The Chicago Blackhawks have six Stanley Cups, 92 years on the ice, and more Twitter and Facebook followers than any other team in the NHL. Meanwhile, the Vegas Golden Knights are making history as the most successful NHL expansion team ever, building a loyal fanbase in the team’s inaugural season.
We wanted to know what would happen if we brought these two teams together off the ice to talk fan engagement and visual storytelling, so we asked Blackhawks Manager of Photography Chase Agnello-Dean and Golden Knights Official Team Photographer Jeff Bottari to take us behind the scenes.
In our on-demand webinar, Winning Fan Engagement with the Chicago Blackhawks and the Vegas Golden Knights, Chase and Jeff shared their top visual storytelling tips and takeaways to inspire your brand’s marketing and creative strategy (and made a few jokes along the way).

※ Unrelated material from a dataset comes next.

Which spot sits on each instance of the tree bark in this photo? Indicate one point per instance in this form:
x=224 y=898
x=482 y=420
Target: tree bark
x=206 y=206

Watch the on-demand webinar to learn about:
- Tips for capturing your brand’s stories
- The best equipment, tools and workflow strategies to use
- What kind of photography works to engage fans before, during and after events
Scroll through the Q&A with Chase and Jeff below to get the answers to our questions from the audience, and be sure to tweet any more questions for our experts @getlibris!

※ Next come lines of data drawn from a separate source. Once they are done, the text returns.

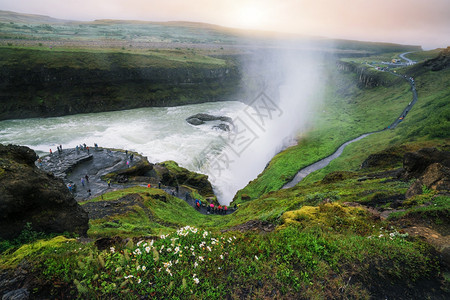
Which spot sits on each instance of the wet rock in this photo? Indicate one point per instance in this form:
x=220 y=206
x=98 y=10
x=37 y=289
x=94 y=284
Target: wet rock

Q&A with Blackhawks Manager of Photography Chase Agnello-Dean and Golden Knights Official Team Photographer Jeff Bottari
How do you build trust with players and team staff? How do you get the access you need? What are some tips for doing that?
Chase: For me, you have to be around every day. You can’t just show up and hope that you showing up twice a week makes them comfortable. It’s being there for the good, it’s being there for the bad. And it’s also sometimes shooting some photos that are wildly hysterical that you know shouldn’t go anywhere, and them knowing you’re not going to send them. You’re not going to share them and if they ever need anything, they can get it from you. So it’s the accessibility, and you almost have to wear them down by constantly being there. That’s always been kind of what’s worked for me with these guys.
Photo management — where and how are you storing your photos to allow those who need them to be able to find them easily?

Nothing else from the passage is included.